What Happens When We Go Silent
Dawn Cannon | JUL 2, 2025

There was a season in my life when my words felt too heavy to speak aloud. I smiled when I wanted to scream. I said, "I'm fine" when my soul was aching.
This was before I made the decision to take a sabbatical and leave the job I had loved for 17 years. I had been assaulted on a business trip, and only my closest friends knew of this truth. At work, I put on a mask daily and tried to pretend everything was okay. But beneath the fake outer shell, I was unraveling. I was suffering from a pretty severe case of PTSD—causing three to ten panic attacks per day. I couldn’t focus or remember basic things. My nervous system was in a constant state of distress, and I often questioned if I was losing my mind.
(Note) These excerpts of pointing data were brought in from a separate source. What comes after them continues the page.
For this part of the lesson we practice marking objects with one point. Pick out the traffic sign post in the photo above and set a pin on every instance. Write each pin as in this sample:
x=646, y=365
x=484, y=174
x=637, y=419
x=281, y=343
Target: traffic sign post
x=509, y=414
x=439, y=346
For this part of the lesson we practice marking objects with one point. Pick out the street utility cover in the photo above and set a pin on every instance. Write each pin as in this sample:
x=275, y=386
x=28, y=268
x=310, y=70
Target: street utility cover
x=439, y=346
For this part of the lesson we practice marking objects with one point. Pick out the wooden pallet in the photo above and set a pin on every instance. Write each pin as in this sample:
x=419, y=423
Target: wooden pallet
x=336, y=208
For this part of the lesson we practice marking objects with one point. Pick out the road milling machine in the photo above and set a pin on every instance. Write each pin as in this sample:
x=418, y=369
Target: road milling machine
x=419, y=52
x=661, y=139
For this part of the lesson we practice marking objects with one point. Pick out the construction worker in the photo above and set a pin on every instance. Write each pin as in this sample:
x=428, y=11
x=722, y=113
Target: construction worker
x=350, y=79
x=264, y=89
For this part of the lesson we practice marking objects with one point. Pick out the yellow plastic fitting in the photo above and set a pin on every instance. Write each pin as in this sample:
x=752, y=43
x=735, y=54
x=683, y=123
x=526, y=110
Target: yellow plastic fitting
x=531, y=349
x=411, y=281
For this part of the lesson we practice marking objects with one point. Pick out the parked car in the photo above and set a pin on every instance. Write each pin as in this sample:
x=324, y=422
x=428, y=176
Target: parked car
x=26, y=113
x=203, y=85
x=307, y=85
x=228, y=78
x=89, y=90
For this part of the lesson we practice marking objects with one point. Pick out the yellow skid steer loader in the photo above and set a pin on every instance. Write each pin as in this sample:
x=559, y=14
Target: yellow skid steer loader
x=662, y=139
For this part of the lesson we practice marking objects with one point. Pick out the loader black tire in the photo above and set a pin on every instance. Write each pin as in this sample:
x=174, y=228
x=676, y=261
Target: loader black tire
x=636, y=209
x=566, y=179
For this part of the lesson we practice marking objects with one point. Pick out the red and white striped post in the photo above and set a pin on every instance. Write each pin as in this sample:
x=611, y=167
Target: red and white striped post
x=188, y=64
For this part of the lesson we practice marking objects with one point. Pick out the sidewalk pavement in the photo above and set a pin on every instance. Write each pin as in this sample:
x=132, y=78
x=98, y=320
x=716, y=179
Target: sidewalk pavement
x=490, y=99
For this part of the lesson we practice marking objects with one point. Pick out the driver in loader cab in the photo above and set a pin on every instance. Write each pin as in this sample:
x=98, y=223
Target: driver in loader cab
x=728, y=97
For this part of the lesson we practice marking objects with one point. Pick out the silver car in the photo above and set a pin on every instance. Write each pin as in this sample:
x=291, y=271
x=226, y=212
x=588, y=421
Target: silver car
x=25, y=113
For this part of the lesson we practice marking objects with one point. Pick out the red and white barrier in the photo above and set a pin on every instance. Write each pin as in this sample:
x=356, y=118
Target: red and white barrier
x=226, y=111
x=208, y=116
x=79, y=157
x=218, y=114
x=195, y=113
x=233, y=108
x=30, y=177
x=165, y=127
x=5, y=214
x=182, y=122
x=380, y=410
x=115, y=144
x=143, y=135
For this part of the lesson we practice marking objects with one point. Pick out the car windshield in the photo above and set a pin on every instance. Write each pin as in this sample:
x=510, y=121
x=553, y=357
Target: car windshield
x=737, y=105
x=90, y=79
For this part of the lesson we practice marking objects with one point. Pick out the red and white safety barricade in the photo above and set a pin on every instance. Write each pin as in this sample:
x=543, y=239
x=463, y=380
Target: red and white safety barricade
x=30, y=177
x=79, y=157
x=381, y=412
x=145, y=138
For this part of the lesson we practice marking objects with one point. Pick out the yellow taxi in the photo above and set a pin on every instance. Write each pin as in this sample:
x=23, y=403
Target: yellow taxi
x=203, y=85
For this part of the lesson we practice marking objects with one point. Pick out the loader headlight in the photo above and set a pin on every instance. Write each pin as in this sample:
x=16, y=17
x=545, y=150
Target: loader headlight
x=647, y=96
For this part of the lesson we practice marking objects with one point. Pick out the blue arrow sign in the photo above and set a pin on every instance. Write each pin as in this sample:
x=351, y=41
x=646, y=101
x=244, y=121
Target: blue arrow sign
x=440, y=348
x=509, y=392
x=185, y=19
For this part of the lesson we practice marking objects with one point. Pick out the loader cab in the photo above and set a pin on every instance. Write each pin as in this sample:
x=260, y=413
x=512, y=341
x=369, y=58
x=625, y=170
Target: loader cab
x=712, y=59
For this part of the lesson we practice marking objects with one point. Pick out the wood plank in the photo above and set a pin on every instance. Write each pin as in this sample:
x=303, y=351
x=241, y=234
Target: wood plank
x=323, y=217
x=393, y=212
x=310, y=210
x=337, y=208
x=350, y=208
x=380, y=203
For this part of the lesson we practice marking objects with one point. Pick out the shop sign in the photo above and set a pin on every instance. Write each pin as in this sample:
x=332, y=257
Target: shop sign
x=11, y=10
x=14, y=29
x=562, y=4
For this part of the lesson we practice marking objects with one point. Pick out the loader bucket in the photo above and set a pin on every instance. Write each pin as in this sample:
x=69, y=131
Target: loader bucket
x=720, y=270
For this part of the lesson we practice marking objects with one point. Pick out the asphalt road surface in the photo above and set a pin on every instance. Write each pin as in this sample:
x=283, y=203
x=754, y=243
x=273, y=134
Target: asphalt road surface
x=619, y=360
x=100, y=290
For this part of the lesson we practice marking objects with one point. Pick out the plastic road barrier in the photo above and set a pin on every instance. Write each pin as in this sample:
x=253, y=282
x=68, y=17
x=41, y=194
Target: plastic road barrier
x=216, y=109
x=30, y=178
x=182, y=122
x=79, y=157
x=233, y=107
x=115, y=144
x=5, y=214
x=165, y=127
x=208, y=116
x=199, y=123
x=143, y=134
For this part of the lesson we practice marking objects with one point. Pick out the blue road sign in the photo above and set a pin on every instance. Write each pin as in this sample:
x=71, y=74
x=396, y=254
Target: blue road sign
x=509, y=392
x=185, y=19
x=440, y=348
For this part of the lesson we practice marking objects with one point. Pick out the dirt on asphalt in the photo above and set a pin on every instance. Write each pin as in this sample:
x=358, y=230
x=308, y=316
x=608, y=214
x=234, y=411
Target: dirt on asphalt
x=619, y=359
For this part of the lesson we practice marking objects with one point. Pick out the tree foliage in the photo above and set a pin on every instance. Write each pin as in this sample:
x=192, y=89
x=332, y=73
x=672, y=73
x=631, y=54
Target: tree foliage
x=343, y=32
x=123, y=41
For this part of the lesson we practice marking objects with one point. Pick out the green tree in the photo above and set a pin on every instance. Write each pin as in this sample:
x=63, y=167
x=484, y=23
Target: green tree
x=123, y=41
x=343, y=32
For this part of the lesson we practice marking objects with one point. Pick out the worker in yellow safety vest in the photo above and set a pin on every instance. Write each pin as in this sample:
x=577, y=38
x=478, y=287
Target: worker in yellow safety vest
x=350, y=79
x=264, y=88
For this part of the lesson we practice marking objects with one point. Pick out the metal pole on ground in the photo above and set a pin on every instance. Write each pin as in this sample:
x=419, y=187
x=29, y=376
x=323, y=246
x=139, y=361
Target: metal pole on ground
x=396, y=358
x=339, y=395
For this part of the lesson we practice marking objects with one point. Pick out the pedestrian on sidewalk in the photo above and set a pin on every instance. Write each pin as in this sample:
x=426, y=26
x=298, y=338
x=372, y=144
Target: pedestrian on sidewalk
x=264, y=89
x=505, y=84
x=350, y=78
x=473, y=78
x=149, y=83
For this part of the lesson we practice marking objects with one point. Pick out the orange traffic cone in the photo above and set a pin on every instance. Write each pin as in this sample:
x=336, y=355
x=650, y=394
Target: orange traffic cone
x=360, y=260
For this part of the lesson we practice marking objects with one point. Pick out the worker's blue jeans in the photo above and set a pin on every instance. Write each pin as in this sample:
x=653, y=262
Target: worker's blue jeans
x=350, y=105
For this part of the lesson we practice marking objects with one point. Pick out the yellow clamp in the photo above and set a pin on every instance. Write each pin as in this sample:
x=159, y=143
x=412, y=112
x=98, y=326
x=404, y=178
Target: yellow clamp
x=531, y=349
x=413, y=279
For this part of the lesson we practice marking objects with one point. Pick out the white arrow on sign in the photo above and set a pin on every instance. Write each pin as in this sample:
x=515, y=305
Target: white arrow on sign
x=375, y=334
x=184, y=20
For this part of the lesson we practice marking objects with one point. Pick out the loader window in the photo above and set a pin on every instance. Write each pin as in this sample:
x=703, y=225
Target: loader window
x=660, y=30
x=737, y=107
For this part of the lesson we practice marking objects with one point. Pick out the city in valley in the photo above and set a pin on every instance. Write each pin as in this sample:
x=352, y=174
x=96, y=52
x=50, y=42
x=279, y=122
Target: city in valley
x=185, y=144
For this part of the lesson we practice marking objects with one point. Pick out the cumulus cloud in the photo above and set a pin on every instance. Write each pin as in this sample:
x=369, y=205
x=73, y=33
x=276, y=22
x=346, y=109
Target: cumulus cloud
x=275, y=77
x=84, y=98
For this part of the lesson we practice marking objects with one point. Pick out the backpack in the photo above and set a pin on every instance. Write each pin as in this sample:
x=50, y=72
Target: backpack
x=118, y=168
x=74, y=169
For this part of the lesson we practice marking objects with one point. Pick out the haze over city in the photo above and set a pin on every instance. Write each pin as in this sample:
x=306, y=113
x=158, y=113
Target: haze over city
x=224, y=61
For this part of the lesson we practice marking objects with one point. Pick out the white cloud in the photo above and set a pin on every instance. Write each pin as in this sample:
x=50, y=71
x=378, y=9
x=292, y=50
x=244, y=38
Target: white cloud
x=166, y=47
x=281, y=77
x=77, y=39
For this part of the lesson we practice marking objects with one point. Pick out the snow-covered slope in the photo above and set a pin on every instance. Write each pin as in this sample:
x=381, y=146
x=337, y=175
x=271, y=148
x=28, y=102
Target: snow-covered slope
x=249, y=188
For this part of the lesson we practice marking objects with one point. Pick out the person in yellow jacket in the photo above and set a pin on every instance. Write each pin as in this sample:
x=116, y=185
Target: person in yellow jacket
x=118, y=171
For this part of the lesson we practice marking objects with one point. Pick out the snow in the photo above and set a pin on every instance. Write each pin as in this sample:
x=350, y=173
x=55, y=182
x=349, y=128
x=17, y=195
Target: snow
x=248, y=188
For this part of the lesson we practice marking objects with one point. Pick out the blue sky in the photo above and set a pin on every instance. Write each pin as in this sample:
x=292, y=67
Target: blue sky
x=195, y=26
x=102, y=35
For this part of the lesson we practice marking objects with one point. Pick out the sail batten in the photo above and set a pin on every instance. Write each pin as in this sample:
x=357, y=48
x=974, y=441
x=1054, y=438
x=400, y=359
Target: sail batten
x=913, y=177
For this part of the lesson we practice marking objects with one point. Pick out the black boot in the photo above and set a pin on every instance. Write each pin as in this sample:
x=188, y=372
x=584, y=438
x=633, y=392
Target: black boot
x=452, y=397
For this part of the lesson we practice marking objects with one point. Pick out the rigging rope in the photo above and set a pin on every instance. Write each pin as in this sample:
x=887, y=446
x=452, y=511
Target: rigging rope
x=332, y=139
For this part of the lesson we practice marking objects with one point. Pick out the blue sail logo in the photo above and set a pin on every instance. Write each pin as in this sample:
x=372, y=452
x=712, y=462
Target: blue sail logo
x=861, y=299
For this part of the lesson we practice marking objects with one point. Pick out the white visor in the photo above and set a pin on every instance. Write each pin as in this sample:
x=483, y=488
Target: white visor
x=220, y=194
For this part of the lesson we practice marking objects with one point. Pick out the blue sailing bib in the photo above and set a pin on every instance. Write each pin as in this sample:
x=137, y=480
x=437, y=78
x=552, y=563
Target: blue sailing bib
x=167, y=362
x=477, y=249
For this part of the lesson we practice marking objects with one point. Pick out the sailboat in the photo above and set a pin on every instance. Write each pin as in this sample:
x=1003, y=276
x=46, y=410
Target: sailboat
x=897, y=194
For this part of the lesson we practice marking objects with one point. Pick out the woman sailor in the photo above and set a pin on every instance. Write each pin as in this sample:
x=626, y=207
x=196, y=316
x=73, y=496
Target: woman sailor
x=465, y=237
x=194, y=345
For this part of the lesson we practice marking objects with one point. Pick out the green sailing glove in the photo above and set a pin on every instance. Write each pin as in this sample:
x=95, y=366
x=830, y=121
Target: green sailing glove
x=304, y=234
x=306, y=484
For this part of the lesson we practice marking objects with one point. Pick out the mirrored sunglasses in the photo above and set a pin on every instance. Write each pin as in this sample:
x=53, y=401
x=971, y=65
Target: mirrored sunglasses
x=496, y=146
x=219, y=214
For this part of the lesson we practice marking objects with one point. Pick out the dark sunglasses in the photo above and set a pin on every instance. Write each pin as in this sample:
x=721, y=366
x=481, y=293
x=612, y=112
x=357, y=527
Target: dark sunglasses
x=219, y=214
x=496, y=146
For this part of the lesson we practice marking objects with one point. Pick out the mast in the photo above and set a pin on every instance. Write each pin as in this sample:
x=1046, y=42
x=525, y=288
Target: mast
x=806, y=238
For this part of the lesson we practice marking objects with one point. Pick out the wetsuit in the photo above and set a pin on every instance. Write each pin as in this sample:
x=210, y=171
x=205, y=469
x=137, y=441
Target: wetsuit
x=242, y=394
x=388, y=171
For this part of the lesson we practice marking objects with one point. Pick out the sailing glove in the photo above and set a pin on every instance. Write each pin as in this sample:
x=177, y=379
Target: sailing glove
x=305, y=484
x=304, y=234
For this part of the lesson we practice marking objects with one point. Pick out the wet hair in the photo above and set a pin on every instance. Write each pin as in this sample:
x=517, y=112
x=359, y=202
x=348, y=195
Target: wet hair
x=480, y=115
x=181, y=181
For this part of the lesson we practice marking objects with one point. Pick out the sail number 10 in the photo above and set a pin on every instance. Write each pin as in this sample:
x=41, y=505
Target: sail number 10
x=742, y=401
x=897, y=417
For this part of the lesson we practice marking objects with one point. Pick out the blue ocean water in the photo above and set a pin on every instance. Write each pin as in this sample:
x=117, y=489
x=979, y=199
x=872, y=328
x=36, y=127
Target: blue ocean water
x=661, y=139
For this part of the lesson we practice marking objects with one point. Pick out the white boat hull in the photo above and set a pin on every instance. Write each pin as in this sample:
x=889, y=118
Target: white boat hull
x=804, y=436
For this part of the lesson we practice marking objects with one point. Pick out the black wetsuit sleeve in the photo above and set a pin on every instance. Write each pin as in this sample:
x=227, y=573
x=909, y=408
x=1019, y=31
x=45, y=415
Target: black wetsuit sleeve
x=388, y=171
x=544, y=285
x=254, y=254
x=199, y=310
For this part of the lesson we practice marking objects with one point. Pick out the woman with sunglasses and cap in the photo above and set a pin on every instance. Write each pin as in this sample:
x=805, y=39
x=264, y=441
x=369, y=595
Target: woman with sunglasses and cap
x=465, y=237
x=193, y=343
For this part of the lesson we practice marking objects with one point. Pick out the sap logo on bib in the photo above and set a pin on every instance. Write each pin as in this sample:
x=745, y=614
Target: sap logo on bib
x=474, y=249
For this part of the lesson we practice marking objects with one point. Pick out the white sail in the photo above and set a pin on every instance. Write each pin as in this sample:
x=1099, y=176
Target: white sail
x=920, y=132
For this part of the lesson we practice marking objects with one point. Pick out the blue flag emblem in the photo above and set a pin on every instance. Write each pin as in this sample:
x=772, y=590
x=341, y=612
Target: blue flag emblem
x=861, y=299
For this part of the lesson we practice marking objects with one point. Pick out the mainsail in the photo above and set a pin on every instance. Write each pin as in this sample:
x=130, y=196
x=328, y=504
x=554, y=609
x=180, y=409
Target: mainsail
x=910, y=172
At home, my marriage had turned toxic. When people would ask how I was, I’d reflexively say, "fine," disconnected from truth or self-awareness. One time, my fitness coach ran into me at a health food store and complimented my ability to smile no matter how painful life had become. That smile dissolved into tears, and I broke down sobbing in the aisle. I suspect he regretted the comment after the uncomfortable moment that followed.
Nothing felt real. I was going through the motions, numb to it all. But in hindsight, I see now: this was an invitation. An invitation to turn toward the pain instead of away. To stop silencing myself, and begin the slow, sacred process of speaking again.
Have you ever swallowed your truth so many times that your throat forgot how to open?
Have you ever silenced yourself to be accepted, only to feel further away from your own heart?
When we push emotions away, they don’t disappear. They migrate.
They settle into our bodies like sediment in a riverbed—weighing down the breath, the muscles, the nervous system. As Bessel van der Kolk reminds us in The Body Keeps the Score, what the mind avoids, the body remembers.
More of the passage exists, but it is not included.